Herkie the Dog's World Musings

Saturday, June 18, 2005

Without A Trace

Our world has been transformed by the digital age. Information is widely and easily accessible, stored as zeros and ones on magnetic media. Virtually all knowledge, communications and memories, from the latest world news to your most prized picture, can be summoned at the click of a mouse or a press of a key. Easily. Conveniently. Volumes which used to take up hundreds of notebooks, scrapbooks, photo albums, videotapes and pieces of paper are stored and organized on something not much larger than a matchbook.

It can be very catastrophic when that matchbook malfunctions with absolutely no warning. Like when a mechanical failure occurs to your hard drive in the middle of web surfing.

There was no noise, no odd behavior...nothing. As soon as I clicked on a link, my somewhat untrusty G3 iMac began to show the "beach ball of doom" for a few seconds...a few minutes...much too long for it to be normal. as per usual, I went to do a force quit.

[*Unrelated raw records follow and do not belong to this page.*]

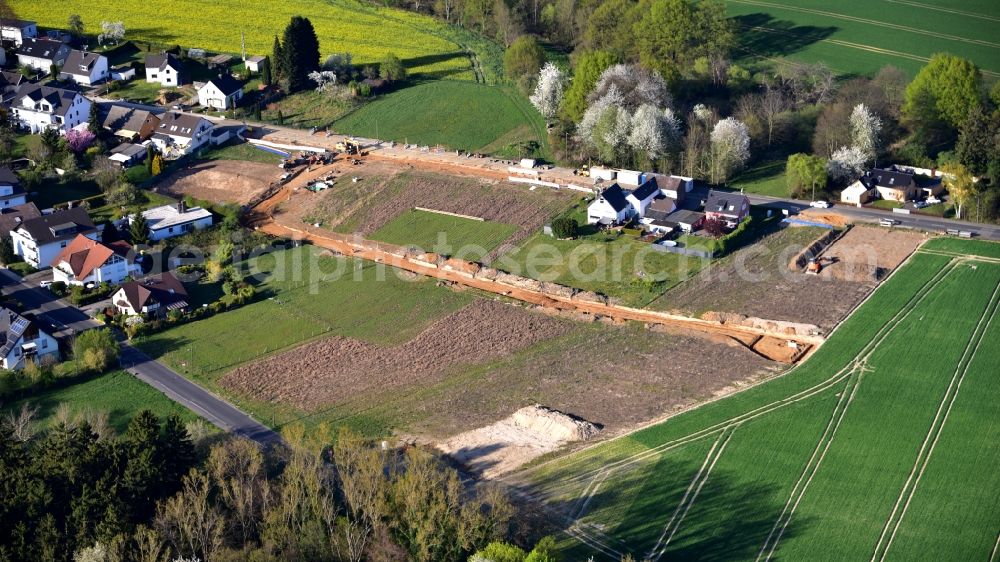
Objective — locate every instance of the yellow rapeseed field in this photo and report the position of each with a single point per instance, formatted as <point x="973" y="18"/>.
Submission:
<point x="368" y="33"/>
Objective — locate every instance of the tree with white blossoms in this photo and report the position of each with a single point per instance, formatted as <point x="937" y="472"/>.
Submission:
<point x="548" y="90"/>
<point x="325" y="80"/>
<point x="847" y="163"/>
<point x="654" y="131"/>
<point x="730" y="148"/>
<point x="865" y="129"/>
<point x="112" y="32"/>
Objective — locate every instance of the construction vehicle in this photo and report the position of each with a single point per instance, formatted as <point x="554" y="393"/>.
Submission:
<point x="349" y="147"/>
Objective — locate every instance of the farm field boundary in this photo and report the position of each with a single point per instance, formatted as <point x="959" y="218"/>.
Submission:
<point x="587" y="486"/>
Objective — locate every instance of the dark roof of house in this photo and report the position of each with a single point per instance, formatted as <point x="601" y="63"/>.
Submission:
<point x="892" y="178"/>
<point x="164" y="289"/>
<point x="58" y="98"/>
<point x="179" y="124"/>
<point x="161" y="61"/>
<point x="226" y="84"/>
<point x="80" y="63"/>
<point x="11" y="217"/>
<point x="660" y="208"/>
<point x="129" y="149"/>
<point x="121" y="117"/>
<point x="59" y="225"/>
<point x="615" y="197"/>
<point x="684" y="216"/>
<point x="40" y="48"/>
<point x="12" y="327"/>
<point x="725" y="203"/>
<point x="645" y="190"/>
<point x="20" y="24"/>
<point x="8" y="177"/>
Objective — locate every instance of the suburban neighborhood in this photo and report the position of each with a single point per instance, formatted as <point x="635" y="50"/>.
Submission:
<point x="499" y="282"/>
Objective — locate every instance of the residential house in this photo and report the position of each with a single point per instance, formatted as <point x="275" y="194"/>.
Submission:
<point x="11" y="193"/>
<point x="222" y="92"/>
<point x="24" y="339"/>
<point x="610" y="207"/>
<point x="255" y="63"/>
<point x="133" y="125"/>
<point x="181" y="133"/>
<point x="687" y="221"/>
<point x="10" y="83"/>
<point x="674" y="187"/>
<point x="12" y="217"/>
<point x="37" y="107"/>
<point x="87" y="261"/>
<point x="895" y="183"/>
<point x="39" y="240"/>
<point x="85" y="68"/>
<point x="165" y="69"/>
<point x="153" y="296"/>
<point x="642" y="196"/>
<point x="127" y="154"/>
<point x="657" y="215"/>
<point x="16" y="31"/>
<point x="730" y="208"/>
<point x="174" y="220"/>
<point x="41" y="54"/>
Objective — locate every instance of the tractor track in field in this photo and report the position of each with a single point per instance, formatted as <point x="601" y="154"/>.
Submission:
<point x="837" y="377"/>
<point x="937" y="426"/>
<point x="857" y="366"/>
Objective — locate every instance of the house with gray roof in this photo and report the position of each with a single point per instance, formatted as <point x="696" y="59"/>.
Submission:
<point x="41" y="54"/>
<point x="84" y="67"/>
<point x="165" y="69"/>
<point x="40" y="240"/>
<point x="24" y="339"/>
<point x="37" y="107"/>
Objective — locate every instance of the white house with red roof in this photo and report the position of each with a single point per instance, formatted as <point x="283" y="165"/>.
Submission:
<point x="89" y="261"/>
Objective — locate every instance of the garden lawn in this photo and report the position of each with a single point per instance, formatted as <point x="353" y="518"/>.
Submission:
<point x="118" y="393"/>
<point x="369" y="33"/>
<point x="777" y="425"/>
<point x="458" y="115"/>
<point x="423" y="229"/>
<point x="302" y="296"/>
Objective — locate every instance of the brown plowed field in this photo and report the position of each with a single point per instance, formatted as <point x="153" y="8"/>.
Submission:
<point x="332" y="370"/>
<point x="384" y="190"/>
<point x="226" y="181"/>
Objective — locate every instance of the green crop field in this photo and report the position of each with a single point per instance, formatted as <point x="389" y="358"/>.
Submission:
<point x="117" y="393"/>
<point x="861" y="36"/>
<point x="881" y="446"/>
<point x="367" y="32"/>
<point x="423" y="229"/>
<point x="455" y="114"/>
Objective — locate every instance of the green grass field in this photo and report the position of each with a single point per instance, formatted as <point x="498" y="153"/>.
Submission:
<point x="859" y="37"/>
<point x="118" y="393"/>
<point x="367" y="32"/>
<point x="880" y="446"/>
<point x="303" y="296"/>
<point x="455" y="114"/>
<point x="423" y="230"/>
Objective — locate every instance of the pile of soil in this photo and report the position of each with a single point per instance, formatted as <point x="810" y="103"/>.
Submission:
<point x="509" y="443"/>
<point x="335" y="369"/>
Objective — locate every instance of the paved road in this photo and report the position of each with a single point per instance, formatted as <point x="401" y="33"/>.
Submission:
<point x="71" y="320"/>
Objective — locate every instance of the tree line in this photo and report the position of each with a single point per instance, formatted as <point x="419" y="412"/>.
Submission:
<point x="153" y="494"/>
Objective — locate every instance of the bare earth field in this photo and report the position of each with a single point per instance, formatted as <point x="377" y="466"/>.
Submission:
<point x="757" y="280"/>
<point x="384" y="190"/>
<point x="226" y="181"/>
<point x="482" y="363"/>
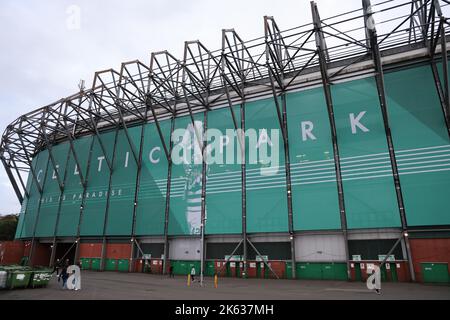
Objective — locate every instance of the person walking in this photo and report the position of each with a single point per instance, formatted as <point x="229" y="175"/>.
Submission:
<point x="193" y="274"/>
<point x="57" y="267"/>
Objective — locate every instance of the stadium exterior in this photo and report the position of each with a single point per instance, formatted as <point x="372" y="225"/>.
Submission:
<point x="357" y="106"/>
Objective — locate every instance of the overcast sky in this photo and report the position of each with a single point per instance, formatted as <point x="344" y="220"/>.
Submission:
<point x="44" y="52"/>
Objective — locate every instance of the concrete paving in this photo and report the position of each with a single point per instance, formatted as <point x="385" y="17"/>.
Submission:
<point x="123" y="286"/>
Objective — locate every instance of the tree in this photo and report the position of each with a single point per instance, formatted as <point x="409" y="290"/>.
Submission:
<point x="8" y="225"/>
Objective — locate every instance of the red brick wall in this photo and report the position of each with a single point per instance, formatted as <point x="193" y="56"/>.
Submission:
<point x="90" y="250"/>
<point x="429" y="250"/>
<point x="11" y="252"/>
<point x="118" y="250"/>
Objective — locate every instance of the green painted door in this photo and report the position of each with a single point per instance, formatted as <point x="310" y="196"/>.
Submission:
<point x="85" y="263"/>
<point x="209" y="268"/>
<point x="260" y="269"/>
<point x="393" y="269"/>
<point x="328" y="271"/>
<point x="309" y="270"/>
<point x="435" y="272"/>
<point x="383" y="273"/>
<point x="111" y="264"/>
<point x="340" y="271"/>
<point x="179" y="267"/>
<point x="358" y="276"/>
<point x="123" y="265"/>
<point x="288" y="270"/>
<point x="95" y="264"/>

I couldn't. The computer had completely frozen. Time for a reboot.

The familar chime of a Mac reboot came up, and then came the first warning. No...not a warning. That would imply advance notice. The first sign of the end. The hard drive made an amazingly loud knock, and was heard trying to spin up, but couldn't. Then, the dreaded question mark came on screen. My stomach dropped.

I tried to reboot again and again, hoping that the computer would find the system folders, but realizing it was possible that I could be making it worse. Nothing. Not a damn thing. Same knock. Same question mark. And once again, I cursed this computer, being the only Mac I've ever had to cause me as many problems as it has (display failure, RAM failure, logic board failure...you'd think I would have wised up and gotten something new).

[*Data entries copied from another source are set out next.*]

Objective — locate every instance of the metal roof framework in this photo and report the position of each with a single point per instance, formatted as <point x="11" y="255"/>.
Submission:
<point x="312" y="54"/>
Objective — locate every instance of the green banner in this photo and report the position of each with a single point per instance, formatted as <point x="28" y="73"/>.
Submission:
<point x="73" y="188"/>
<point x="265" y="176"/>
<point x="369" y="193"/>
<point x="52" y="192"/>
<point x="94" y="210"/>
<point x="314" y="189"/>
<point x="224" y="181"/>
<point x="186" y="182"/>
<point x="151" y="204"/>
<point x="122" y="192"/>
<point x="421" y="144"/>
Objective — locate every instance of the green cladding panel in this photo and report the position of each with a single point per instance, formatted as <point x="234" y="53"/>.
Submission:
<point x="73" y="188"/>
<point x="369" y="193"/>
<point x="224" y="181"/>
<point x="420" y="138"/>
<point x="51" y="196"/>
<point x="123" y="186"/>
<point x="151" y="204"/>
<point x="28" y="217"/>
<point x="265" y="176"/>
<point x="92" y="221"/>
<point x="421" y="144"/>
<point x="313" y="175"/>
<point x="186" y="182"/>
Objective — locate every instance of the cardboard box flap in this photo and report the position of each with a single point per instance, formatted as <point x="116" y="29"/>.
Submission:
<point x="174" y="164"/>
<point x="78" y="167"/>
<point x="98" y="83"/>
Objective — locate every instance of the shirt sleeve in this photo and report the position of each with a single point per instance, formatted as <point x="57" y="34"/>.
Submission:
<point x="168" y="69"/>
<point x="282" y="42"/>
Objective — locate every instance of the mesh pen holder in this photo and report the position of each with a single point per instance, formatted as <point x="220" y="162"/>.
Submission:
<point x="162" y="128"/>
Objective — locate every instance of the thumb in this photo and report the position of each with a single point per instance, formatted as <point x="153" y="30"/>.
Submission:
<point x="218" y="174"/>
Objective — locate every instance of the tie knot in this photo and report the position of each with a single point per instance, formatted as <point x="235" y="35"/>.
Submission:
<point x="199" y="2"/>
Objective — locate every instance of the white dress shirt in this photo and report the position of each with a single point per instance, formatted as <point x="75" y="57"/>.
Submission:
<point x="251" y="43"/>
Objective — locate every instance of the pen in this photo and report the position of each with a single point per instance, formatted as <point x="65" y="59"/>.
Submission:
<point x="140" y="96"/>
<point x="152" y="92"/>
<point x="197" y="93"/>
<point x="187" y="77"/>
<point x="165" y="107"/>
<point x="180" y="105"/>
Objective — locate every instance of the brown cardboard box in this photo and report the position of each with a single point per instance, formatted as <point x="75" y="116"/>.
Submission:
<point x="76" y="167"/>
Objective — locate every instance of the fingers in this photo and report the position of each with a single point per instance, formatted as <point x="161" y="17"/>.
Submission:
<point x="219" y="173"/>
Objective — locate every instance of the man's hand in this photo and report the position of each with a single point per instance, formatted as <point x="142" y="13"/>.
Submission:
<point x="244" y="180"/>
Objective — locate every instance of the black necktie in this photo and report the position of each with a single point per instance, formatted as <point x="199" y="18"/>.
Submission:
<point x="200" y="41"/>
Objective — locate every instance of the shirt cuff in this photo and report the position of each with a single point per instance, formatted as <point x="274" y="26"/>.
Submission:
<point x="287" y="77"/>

My trusty Mac shop couldn't help me. They referred me to the "gods of digital retrieval." Well, if it's good enough for Sean Connery, it's gotta be good for me. Then they came back with a phone message AND an e-mail messgae to call them immediately.

It was gone. Wiped clean. The mechanical failure had demagnitized the disk so that there was nothing to retrieve.

Addresses. Maps. Web page bookmarks. Drink recipes. Mp3s. E-mails from when Amy was born. Pictures of Christie's fifth birthday party. All wiped away as if they never existed. Without a trace.

My hard drive destroyed itself two days after I put off backing up out of sheer laziness. Never has that laziness cost so much.